Z tym ISO i szumami to nie jest oczywista sprawa.
RAWy Canonów są bardzo surowe - zero odszumiania. M6II nie jest wyjątkiem. Przy defaultowych ustawieniach LR mamy tylko lekkie odszumianie chrominancji i to wystarcza na niskich ISO.
Przy ISO1600 lekkie odszumianie luminancji (25 w LR) daje bardzo dobry rezultat. Szczegóły są zachowane, gładkie powierzchnie są dość przyzwoite przy podglądzie 100%.
Przy eksporcie do JPG rozmiaru np. 2560px szum praktycznie znika - tu widać pozytywny wpływ gęstej matrycy.

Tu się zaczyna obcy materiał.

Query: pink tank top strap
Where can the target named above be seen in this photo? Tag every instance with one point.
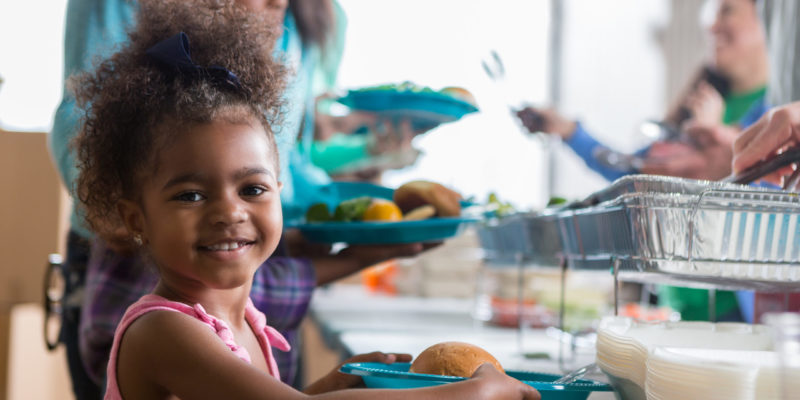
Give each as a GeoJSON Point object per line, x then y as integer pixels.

Subiektywne wrażenie jest takie, że lekkie odszumianie luminancji jest w LR skuteczniejsze w odniesieniu do M6II niż M50.
W ogóle to LR dobrze sobie radzi z obrazkiem z tej nowej matrycy.
Inaczej wygląda sprawa, gdy trzeba obrazek z ISO1600 poddać jakiejś forsowniejszej obróbce. Szum w mocno rozjaśnionych cieniach robi się dość agresywny - tu jest duża różnica w stosunku do FF.
Dla mnie szum luminancji jest czyś naturalnym - przypomina ziarno z analoga, które zawsze towarzyszyło obrazkom np. sportowym, zwłaszcza mocniej skadrowanym.
Obsesyjna gładkość moim zdaniem nie jest niezbędna tam gdzie spodziewamy się wysokiego ISO - sport, reportaż.